🤖 AI Summary
This study addresses factor crosstalk in cross-sectional stock ranking caused by entangled temporal representations and improper integration of graph structures. To mitigate this, the authors propose the Anti-Crosstalk (ACT) framework, which first decomposes individual stock time series into trend, volatility, and shock components and models them separately. The trend component then undergoes progressive structural purification to eliminate interference from heterogeneous relationships. Finally, multi-branch representations are adaptively fused for ranking. ACT is the first to systematically distinguish crosstalk arising from temporal scales versus structural layers, enabling transferable trend modeling and relation-specific signal extraction. Experiments on CSI300 and CSI500 demonstrate significant improvements in ranking accuracy and portfolio performance, with annualized returns on CSI300 increasing by up to 74.25%.
📝 Abstract
Cross-sectional stock ranking is a fundamental task in quantitative investment, relying on both temporal modeling of individual stocks and the capture of inter-stock dependencies. While existing deep learning models leverage graph-based approaches to enhance ranking accuracy by propagating information over relational graphs, they suffer from a key challenge: crosstalk, namely unintended information interference across predictive factors. We identify two forms of crosstalk: temporal-scale crosstalk, where trends, fluctuations, and shocks are entangled in a shared representation and non-transferable local patterns contaminate cross-stock learning; and structural crosstalk, where heterogeneous relations are indiscriminately fused and relation-specific predictive signals are obscured.
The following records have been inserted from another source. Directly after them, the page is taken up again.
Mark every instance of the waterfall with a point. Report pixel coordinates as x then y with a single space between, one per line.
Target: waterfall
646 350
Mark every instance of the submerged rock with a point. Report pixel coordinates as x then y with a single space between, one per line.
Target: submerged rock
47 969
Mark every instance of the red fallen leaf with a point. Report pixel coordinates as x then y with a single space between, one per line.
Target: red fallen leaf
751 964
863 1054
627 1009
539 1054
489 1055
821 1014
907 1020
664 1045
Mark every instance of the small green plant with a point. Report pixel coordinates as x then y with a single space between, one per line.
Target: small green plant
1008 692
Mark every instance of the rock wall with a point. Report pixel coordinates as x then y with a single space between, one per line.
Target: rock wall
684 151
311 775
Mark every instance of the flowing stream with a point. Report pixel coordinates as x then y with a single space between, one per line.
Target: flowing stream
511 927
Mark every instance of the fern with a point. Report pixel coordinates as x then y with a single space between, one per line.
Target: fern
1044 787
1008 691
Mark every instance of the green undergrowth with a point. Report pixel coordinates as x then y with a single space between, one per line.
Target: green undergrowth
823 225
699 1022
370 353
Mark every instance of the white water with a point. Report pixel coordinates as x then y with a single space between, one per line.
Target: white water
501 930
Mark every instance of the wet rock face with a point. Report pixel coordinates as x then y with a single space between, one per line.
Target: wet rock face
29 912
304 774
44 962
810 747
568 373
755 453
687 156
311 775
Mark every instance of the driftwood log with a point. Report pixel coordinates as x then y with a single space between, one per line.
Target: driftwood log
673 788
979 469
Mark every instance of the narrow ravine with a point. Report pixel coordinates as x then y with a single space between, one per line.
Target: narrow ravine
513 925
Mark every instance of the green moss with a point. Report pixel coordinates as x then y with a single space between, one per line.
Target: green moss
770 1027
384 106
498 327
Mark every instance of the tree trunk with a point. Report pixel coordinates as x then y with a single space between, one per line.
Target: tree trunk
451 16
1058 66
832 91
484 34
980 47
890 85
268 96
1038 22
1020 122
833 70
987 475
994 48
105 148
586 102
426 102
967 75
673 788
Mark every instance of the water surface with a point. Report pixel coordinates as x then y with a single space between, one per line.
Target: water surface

To address both issues, we propose the Anti-CrossTalk (ACT) framework for cross-sectional stock ranking via temporal disentanglement and structural purification. Specifically, ACT first decomposes each stock sequence into trend, fluctuation, and shock components, then extracts component-specific information through dedicated branches, which effectively decouples non-transferable local patterns. ACT further introduces a Progressive Structural Purification Encoder to sequentially purify structural crosstalk on the trend component after mitigating temporal-scale crosstalk. An adaptive fusion module finally integrates all branch representations for ranking. Experiments on CSI300 and CSI500 demonstrate that ACT achieves state-of-the-art ranking accuracy and superior portfolio performance, with improvements of up to 74.25% on the CSI300 dataset.